READERS OF THIS page may recall Sen. Robert Menendez (D-N.J.) in the context of his utterly unjustified derailing of President Obama’s nomination of a highly qualified foreign service officer to be ambassador to Azerbaijan.

Now Mr. Menendez is holding up Mr. Obama’s nomination of a highly qualified federal judge, Patty Shwartz, to the court of appeals.

As the New York Times reported last week, Judge Shwartz has yet to receive a hearing before the Senate Judiciary Committee because Mr. Menendez is invoking the home-state blackball to which the Senate generally defers. When the Times reported on this mysterious and unusual hold by a Democrat of a nomination by a Democratic president, it noted that Mr. Menendez had been the subject of a 2006 corruption investigation by the New Jersey U.S. Attorney’s Office that was led by James Nobile, Judge Shwartz’s long-time companion. (The probe was closed without any charges being filed.)

After the article appeared on the Times’s front page, Mr. Menendez issued a statement acknowledging that he was blocking the nomination and saying his concern was entirely centered on what he deemed to be Judge Shwartz’s deficiencies in the law. “In my opinion, Judge Shwartz did not adequately demonstrate the breadth of knowledge of constitutional law and pivotal Supreme Court decisions . . . that we should expect from a United States Circuit Court judge,” the senator said in the Jan. 6 statement. Mr. Menendez also complained that Judge Shwartz “misapplied the application of strict scrutiny versus rational basis review to the questions at hand.”

The senator’s assurance that personal pique has nothing to do with his position would be reassuring were his evaluation of Judge Shwartz not so at odds with that of, well, just about everyone else in the world. A unanimous panel of the American Bar Association gave Judge Shwartz its highest rating. New Jersey lawyers who have appeared before her or worked with her in private practice or during her lengthy tenure in the federal prosecutor’s office also lavish praise. Judge Shwartz graduated from the University of Pennsylvania Law School and has served as a magistrate judge on the U.S. District Court for the District of New Jersey for the past nine years.

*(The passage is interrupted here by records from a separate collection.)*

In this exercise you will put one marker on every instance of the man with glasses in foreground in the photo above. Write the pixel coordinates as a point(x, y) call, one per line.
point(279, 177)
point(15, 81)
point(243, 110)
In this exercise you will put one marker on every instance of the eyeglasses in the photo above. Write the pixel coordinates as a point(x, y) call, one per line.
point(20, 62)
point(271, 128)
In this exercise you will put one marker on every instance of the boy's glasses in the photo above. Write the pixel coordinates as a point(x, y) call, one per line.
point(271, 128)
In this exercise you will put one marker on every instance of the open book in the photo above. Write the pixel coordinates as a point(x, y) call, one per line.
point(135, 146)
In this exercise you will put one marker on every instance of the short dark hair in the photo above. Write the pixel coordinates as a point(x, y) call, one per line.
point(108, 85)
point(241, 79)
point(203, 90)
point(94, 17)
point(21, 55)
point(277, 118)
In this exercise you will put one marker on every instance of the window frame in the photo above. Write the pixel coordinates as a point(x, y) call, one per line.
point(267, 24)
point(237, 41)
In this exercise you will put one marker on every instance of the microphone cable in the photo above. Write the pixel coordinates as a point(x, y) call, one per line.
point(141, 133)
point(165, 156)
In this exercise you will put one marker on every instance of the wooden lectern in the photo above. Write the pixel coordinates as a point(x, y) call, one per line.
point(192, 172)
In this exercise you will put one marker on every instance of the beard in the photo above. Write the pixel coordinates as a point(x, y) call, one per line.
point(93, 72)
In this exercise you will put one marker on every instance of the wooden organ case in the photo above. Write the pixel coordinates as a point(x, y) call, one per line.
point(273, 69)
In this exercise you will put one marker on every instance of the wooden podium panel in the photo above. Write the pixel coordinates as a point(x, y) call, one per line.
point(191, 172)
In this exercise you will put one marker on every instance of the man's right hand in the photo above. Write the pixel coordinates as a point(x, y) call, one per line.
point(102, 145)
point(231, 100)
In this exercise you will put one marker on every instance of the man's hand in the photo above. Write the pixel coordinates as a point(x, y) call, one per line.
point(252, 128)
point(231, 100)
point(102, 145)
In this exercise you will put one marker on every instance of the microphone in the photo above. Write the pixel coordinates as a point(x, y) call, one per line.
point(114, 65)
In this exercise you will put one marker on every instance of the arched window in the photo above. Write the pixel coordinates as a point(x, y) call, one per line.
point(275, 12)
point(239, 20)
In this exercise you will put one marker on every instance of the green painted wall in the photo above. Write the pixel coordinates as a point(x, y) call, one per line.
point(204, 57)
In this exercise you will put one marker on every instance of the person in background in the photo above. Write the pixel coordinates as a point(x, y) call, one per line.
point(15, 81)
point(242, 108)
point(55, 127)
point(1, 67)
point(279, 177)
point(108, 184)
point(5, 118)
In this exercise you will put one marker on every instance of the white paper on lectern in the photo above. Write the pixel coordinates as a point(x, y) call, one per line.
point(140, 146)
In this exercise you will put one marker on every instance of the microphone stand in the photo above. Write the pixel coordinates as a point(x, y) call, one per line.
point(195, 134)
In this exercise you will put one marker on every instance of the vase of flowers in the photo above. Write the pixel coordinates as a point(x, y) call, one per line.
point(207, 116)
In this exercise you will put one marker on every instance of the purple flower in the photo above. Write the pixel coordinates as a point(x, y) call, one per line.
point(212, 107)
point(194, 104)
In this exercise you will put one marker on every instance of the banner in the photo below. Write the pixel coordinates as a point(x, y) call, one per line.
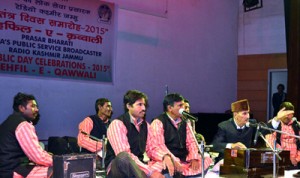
point(68, 39)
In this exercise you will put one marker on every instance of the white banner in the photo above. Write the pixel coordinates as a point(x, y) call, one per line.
point(69, 39)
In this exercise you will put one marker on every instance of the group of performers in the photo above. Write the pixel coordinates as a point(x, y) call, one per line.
point(164, 147)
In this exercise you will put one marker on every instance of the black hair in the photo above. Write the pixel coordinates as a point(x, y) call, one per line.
point(132, 96)
point(21, 99)
point(101, 102)
point(287, 106)
point(170, 99)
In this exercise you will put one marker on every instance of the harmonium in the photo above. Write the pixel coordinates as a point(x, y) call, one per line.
point(253, 163)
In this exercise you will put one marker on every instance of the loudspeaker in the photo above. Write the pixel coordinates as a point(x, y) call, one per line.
point(74, 166)
point(62, 145)
point(250, 3)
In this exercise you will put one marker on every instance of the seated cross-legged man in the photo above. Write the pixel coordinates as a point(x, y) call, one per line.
point(175, 136)
point(129, 138)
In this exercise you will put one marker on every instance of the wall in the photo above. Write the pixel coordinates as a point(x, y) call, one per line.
point(193, 50)
point(253, 80)
point(261, 47)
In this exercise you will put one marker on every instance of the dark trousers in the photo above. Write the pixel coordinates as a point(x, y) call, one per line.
point(124, 167)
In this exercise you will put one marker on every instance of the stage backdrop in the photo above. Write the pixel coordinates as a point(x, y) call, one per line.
point(69, 39)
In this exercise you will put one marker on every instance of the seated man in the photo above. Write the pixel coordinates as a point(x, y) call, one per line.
point(288, 124)
point(95, 126)
point(233, 133)
point(175, 136)
point(130, 136)
point(186, 107)
point(20, 152)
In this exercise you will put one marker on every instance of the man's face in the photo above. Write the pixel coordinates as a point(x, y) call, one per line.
point(30, 111)
point(105, 110)
point(186, 107)
point(241, 117)
point(288, 118)
point(174, 110)
point(137, 109)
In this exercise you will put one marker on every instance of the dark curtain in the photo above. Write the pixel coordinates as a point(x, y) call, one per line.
point(292, 23)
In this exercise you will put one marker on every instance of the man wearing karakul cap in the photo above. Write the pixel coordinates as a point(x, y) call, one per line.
point(233, 132)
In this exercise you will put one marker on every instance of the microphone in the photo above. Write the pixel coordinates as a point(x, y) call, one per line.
point(182, 112)
point(249, 124)
point(256, 134)
point(92, 137)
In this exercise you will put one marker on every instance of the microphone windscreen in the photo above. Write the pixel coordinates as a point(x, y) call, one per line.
point(247, 124)
point(181, 110)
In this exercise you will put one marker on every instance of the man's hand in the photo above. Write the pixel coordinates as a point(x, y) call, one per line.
point(195, 164)
point(178, 166)
point(238, 146)
point(294, 161)
point(168, 163)
point(157, 174)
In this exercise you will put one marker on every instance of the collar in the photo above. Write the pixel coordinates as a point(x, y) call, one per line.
point(174, 121)
point(290, 123)
point(137, 122)
point(238, 127)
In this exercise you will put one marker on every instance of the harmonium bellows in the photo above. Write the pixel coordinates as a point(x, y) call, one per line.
point(253, 162)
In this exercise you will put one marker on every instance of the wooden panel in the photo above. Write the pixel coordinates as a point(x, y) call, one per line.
point(253, 75)
point(260, 116)
point(252, 85)
point(262, 62)
point(260, 95)
point(252, 81)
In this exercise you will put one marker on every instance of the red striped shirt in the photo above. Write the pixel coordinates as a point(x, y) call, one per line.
point(117, 136)
point(85, 141)
point(191, 145)
point(28, 140)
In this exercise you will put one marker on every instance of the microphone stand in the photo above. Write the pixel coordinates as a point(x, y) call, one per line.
point(275, 151)
point(200, 148)
point(97, 140)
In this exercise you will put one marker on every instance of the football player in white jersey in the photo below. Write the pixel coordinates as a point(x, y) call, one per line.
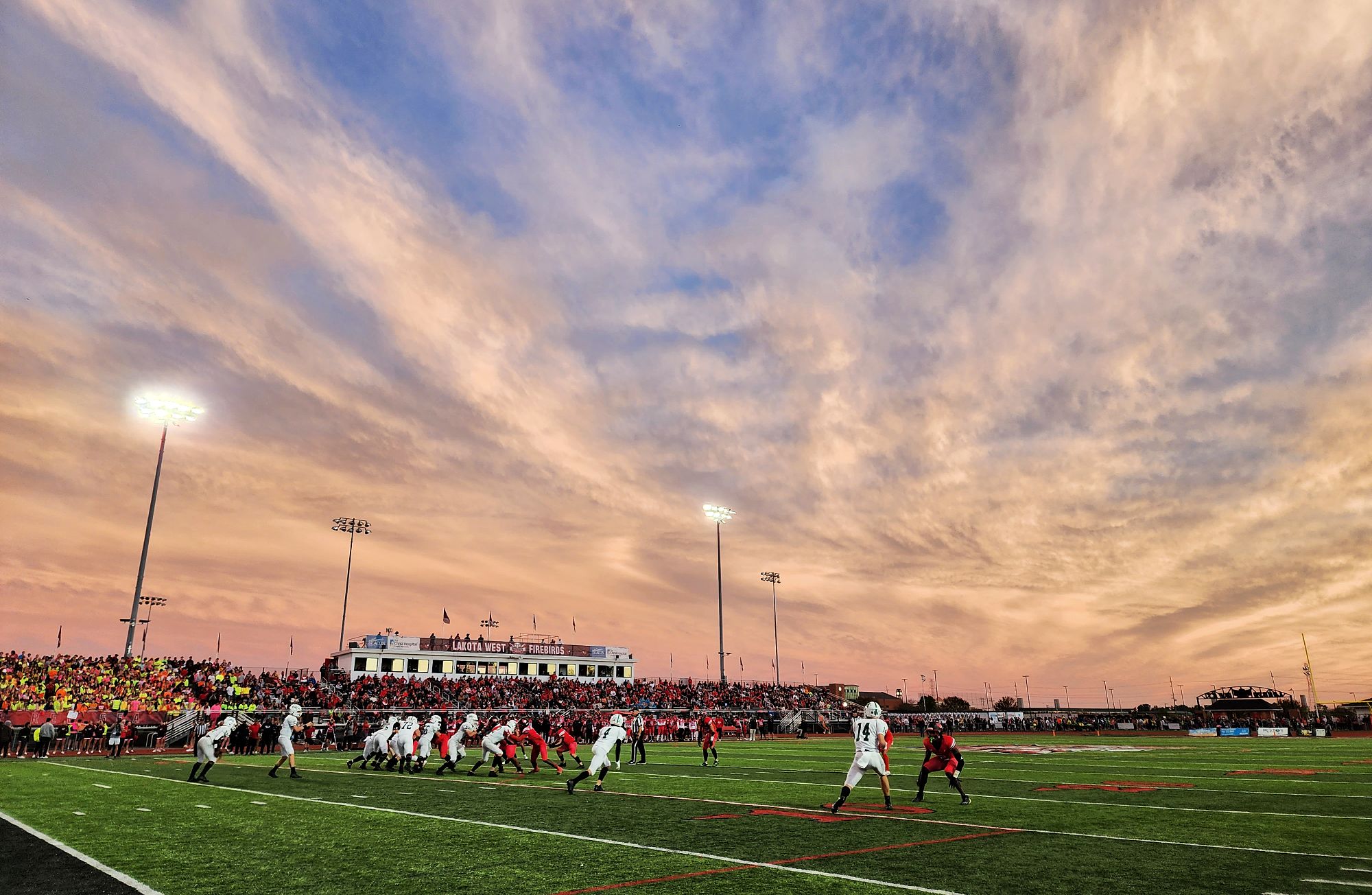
point(869, 754)
point(458, 742)
point(493, 746)
point(205, 749)
point(374, 749)
point(426, 749)
point(290, 727)
point(610, 738)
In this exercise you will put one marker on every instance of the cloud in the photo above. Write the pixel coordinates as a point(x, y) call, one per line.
point(1009, 332)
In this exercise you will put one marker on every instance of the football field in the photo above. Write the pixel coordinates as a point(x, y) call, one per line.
point(1049, 815)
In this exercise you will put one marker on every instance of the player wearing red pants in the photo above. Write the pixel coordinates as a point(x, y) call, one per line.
point(537, 749)
point(942, 754)
point(566, 746)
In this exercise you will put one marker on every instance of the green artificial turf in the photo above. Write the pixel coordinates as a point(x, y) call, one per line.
point(349, 831)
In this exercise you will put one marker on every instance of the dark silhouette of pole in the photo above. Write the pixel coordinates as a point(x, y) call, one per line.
point(352, 528)
point(774, 579)
point(147, 539)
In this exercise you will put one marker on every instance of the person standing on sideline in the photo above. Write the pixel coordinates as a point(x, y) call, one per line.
point(290, 727)
point(869, 754)
point(46, 735)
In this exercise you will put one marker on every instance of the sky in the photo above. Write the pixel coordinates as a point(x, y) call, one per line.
point(1026, 340)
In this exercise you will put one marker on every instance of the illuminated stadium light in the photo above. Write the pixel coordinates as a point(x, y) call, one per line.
point(720, 515)
point(352, 528)
point(167, 412)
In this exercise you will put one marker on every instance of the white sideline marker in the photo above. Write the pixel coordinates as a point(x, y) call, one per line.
point(124, 878)
point(1341, 883)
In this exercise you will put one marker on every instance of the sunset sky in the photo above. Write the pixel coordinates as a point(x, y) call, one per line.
point(1026, 340)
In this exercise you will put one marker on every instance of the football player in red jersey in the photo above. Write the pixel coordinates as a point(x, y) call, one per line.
point(710, 731)
point(566, 745)
point(942, 754)
point(537, 747)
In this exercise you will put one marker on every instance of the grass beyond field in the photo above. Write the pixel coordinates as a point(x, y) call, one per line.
point(1148, 815)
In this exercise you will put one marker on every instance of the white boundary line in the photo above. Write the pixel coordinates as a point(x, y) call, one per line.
point(124, 878)
point(495, 826)
point(792, 808)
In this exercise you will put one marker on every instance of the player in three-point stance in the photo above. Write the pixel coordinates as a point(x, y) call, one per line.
point(869, 754)
point(458, 743)
point(610, 736)
point(942, 754)
point(290, 727)
point(375, 746)
point(426, 746)
point(205, 749)
point(566, 745)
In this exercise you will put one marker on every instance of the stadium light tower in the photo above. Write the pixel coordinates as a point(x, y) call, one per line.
point(353, 528)
point(149, 602)
point(167, 414)
point(720, 515)
point(776, 580)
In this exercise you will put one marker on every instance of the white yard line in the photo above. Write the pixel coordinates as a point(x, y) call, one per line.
point(84, 859)
point(876, 816)
point(1341, 883)
point(1067, 802)
point(518, 830)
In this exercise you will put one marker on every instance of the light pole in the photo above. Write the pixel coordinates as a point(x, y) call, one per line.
point(167, 414)
point(720, 515)
point(353, 528)
point(147, 623)
point(776, 580)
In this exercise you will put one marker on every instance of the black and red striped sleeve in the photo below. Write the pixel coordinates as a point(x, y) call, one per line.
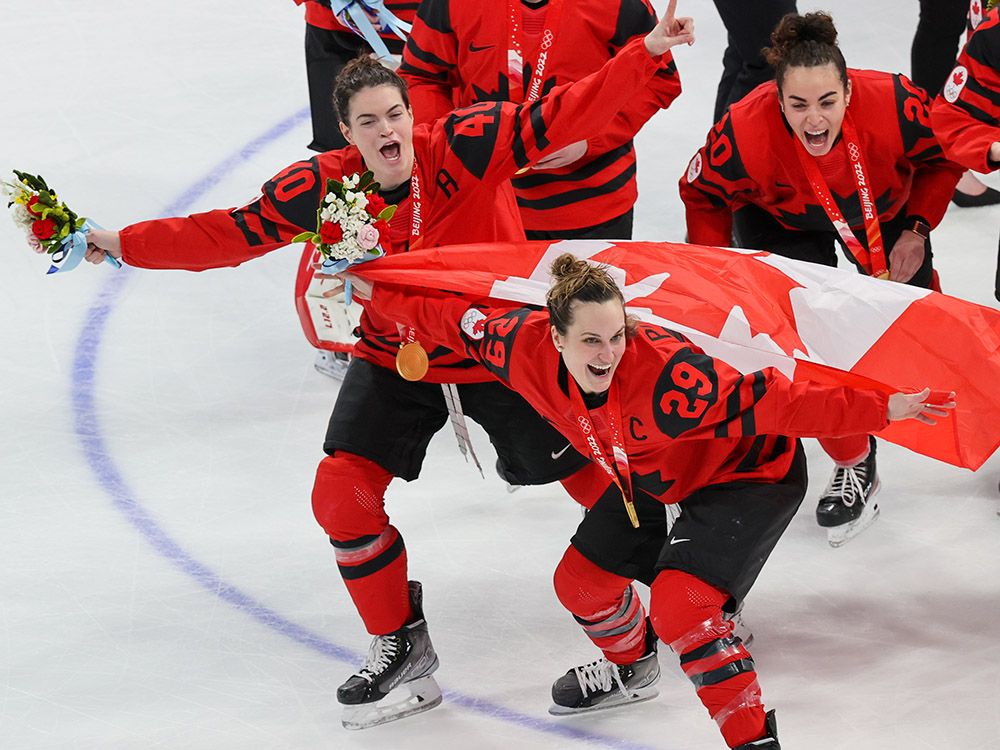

Mr. Menendez’s office says the senator communicated specific and serious concerns about Judge Shwartz’s qualifications for the appeals court before she was nominated; administration and congressional officials dispute that. But that’s almost beside the point. If Judge Shwartz is as unqualified as Mr. Menendez makes her out to be, there would be no better place to reveal her shortcomings than during a confirmation hearing. Mr. Menendez should remove his block to allow his colleagues and the public to make up their own minds. If he won’t, Sen. Patrick Leahy (D-Vt.), chairman of the Judiciary Committee, should schedule a hearing anyway. The president is entitled to have his nominees fairly, vigorously and openly evaluated and voted on. Mr. Menendez is entitled to vote no, if he’s not too embarrassed to do so.